By analyzing existing cross correlation between Goldbank Mining Corp and Faraday Copper Corp, you can compare the effects of market volatilities on Goldbank Mining and Faraday Copper and check how they will diversify away market risk if combined in the same portfolio for a given time horizon. You can also utilize pair trading strategies of matching a long position in Goldbank Mining with a short position of Faraday Copper. Check out your portfolio center. Please also check ongoing floating volatility patterns of Goldbank Mining and Faraday Copper.

Diversification Opportunities for Goldbank Mining and Faraday Copper

0.51
  Correlation Coefficient

Very weak diversification

The 3 months correlation between Goldbank and Faraday is 0.51. Overlapping area represents the amount of risk that can be diversified away by holding Goldbank Mining Corp and Faraday Copper Corp in the same portfolio, assuming nothing else is changed. The correlation between historical prices or returns on Faraday Copper Corp and Goldbank Mining is a relative statistical measure of the degree to which these equity instruments tend to move together. The correlation coefficient measures the extent to which returns on Goldbank Mining Corp are associated (or correlated) with Faraday Copper. Values of the correlation coefficient range from -1 to +1, where. The correlation of zero (0) is possible when the price movement of Faraday Copper Corp has no effect on the direction of Goldbank Mining i.e., Goldbank Mining and Faraday Copper go up and down completely randomly.

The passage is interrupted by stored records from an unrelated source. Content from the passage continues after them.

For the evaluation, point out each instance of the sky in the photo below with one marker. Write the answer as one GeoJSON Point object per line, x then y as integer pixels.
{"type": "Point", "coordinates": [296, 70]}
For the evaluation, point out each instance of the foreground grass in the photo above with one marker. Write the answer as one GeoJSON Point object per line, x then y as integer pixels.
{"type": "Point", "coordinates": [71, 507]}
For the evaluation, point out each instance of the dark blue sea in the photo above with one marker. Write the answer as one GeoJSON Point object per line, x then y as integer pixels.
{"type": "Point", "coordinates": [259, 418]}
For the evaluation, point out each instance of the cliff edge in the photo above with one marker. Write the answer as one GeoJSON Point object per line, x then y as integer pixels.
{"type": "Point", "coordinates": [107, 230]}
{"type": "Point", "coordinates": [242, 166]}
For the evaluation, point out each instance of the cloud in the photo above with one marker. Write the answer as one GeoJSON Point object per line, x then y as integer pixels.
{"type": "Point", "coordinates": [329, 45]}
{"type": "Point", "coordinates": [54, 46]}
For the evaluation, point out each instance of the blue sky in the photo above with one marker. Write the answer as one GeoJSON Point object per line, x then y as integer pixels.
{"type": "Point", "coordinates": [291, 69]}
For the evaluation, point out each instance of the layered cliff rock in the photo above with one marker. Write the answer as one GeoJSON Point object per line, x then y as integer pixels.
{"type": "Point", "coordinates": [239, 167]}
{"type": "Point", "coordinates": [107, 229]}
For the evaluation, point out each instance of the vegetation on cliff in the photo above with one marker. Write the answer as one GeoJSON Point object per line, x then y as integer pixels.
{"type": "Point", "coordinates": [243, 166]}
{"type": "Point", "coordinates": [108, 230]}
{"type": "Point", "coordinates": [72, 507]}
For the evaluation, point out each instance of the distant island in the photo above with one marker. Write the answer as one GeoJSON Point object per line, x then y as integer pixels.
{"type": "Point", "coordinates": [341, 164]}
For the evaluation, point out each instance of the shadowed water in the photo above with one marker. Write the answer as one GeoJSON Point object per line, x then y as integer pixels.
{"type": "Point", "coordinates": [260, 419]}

Pair Corralation between Goldbank Mining and Faraday Copper

Assuming the 90 days horizon Goldbank Mining Corp is expected to generate 2.56 times more return on investment than Faraday Copper. However, Goldbank Mining is 2.56 times more volatile than Faraday Copper Corp. It trades about 0.06 of its potential returns per unit of risk. Faraday Copper Corp is currently generating about 0.02 per unit of risk. If you would invest  7.00  in Goldbank Mining Corp on October 3, 2024 and sell it today you would earn a total of  11.00  from holding Goldbank Mining Corp or generate 157.14% return on investment over 90 days.
Time Period3 Months [change]
DirectionMoves Together 
StrengthWeak
Accuracy100.0%
ValuesDaily Returns

Goldbank Mining Corp  vs.  Faraday Copper Corp

 Performance 
       Timeline  
Goldbank Mining Corp 

Risk-Adjusted Performance

4 of 100

 
Weak
 
Strong
Insignificant
Compared to the overall equity markets, risk-adjusted returns on investments in Goldbank Mining Corp are ranked lower than 4 (%) of all global equities and portfolios over the last 90 days. In spite of fairly unfluctuating basic indicators, Goldbank Mining showed solid returns over the last few months and may actually be approaching a breakup point.
Faraday Copper Corp 

Risk-Adjusted Performance

0 of 100

 
Weak
 
Strong
Very Weak
Over the last 90 days Faraday Copper Corp has generated negative risk-adjusted returns adding no value to investors with long positions. In spite of weak performance in the last few months, the Stock's basic indicators remain very healthy which may send shares a bit higher in February 2025. The recent disarray may also be a sign of long period up-swing for the firm investors.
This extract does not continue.